Tetra Pak has launched the Tetra Fino Aseptic 100 Ultra MiM, which it describes as a new package that offers an opportunity for customers to produce liquid dairy and juice drinks using their existing production processes, and market them as ice creams and frozen products. The new package allows dairy and juice drinks to be produced and distributed in small carton pouches at room temperatures, and turned into frozen products in shops or in a consumer’s home.
Bawnbua Foods has reported its business in the food ingredients sector grow by 50% following an investment of half a million pounds in its production facilities in Northern Ireland and Greater Manchester.
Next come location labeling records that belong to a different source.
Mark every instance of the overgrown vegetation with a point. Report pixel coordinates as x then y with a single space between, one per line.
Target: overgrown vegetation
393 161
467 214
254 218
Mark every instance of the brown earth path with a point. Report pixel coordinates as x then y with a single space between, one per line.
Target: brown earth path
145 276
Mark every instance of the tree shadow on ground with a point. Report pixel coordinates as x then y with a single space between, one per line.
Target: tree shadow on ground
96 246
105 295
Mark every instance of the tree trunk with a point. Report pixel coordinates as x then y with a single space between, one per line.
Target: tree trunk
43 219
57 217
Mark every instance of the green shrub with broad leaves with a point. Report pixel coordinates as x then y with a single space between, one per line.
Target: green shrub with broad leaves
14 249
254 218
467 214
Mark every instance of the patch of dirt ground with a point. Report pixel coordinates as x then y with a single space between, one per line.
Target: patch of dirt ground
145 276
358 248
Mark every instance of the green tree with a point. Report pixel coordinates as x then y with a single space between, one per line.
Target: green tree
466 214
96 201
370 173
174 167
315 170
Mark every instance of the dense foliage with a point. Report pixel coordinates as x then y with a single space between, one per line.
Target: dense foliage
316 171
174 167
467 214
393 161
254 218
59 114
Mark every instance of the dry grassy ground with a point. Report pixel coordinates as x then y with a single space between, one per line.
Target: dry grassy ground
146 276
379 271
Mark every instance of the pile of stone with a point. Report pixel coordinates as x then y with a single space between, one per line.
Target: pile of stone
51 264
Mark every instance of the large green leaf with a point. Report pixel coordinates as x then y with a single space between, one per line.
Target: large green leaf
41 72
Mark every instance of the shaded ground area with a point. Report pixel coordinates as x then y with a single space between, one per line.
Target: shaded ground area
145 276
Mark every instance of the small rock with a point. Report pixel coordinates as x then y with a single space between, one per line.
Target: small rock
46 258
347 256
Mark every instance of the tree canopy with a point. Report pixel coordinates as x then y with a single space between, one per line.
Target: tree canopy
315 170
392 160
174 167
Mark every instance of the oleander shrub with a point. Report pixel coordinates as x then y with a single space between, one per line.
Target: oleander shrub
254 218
The company, which is a supplier of chilled and frozen meats to international supermarket chains and specialist food retailers, claims to now be one of the few businesses in the UK with the capacity to offer both chilled and frozen pre-cooked meat proteins to the wider food manufacturing industry.
Marks & Spencer's head of clothing, Jo Jenkins has resigned just a number of weeks after taking on the role, reports Sky News. Jenkins, who was director of clothing and beauty at the UK retail giant, is now reported to be joining clothing chain, White Stuff. Jenkins' departure has been described as a blow for CEO Steve Rowe business, as the company prepares for the upcoming Christmas season.
Amazon has reported that its net sales increased by 34% to $43.7 billion (around €37.5 billion) in the third quarter of the year. This figure includes $1.3 billion in sales from US organic grocery chain Whole Foods Market, which was acquired by Amazon in August in a $13.7 billion deal. Operating income decreased by 40% to $347 million in the third quarter, however, net income rose to $256 million.
The challenge posed by Brexit to the dairy industry was highlighted at International Dairy Federation's (IDF) World Dairy Summit this week. Speaking at the IDF Summit in Belfast, Tomas Pietrangeli, UK managing director of Arla Foods, said the industry was facing 'the biggest seismic change in the political and financial landscape in our lifetime'. He commented, “The end of free trade is a major risk. In order to protect the health of the dairy industry in the UK we need to have tariff-free and barrier free trading conditions. We are a business and an industry that make a significant contribution to the dairy industry and the wider UK economy.”